My research and teaching focuses on immigration, borders, and race. Trained in history and law, I pay close attention to migration and immigration law in constructing notions of belonging and state power. I am interested in transnational methodologies and relational approaches to the study of race, exploring the historical connections between Asian, Latinx, African American, and Indigenous peoples within the U.S. and across national boundaries. My research has been supported by multiple grants and awards, including a National Endowment for the Humanities Fellowship and a Stanford Humanities Center Fellowship
My first book, Porous Borders: Multiracial Migrations and the Law in the U.S.-Mexico Borderlands (University of North Carolina Press, 2017), examined the history of diverse immigrants in the U.S.-Mexico borderlands, and the development of immigration policy and law on both sides of the border. The book received the David J. Weber-Clements Center Prize from the Western History Association; the Outstanding Achievement in History award from the Association for Asian American Studies; the Humanities Book Award from the Institute for Humanities Research; and an Honorable Mention for the Theodore Saloutos Memorial Book Award for the best book on U.S. immigration history.

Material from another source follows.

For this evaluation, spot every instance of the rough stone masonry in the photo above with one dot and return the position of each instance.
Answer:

I am currently working on a book project entitled Powers to Exclude: Restriction in an Era of American Expansion, which examines contestations over U.S. territorial control and border expansions from the 1870s to 1930. This project reframes the origins of federal immigration law - and the nation’s right to exclude - as rooted in broader struggles over the changing terrain of U.S. empire. Following the expansion of U.S. borders from the continental U.S. into the Caribbean and the Pacific Ocean, I trace how U.S. powers to regulate and exclude certain populations from its territory and body politic emerged in and reverberated through federal immigration law, federal Indian law, and insular laws.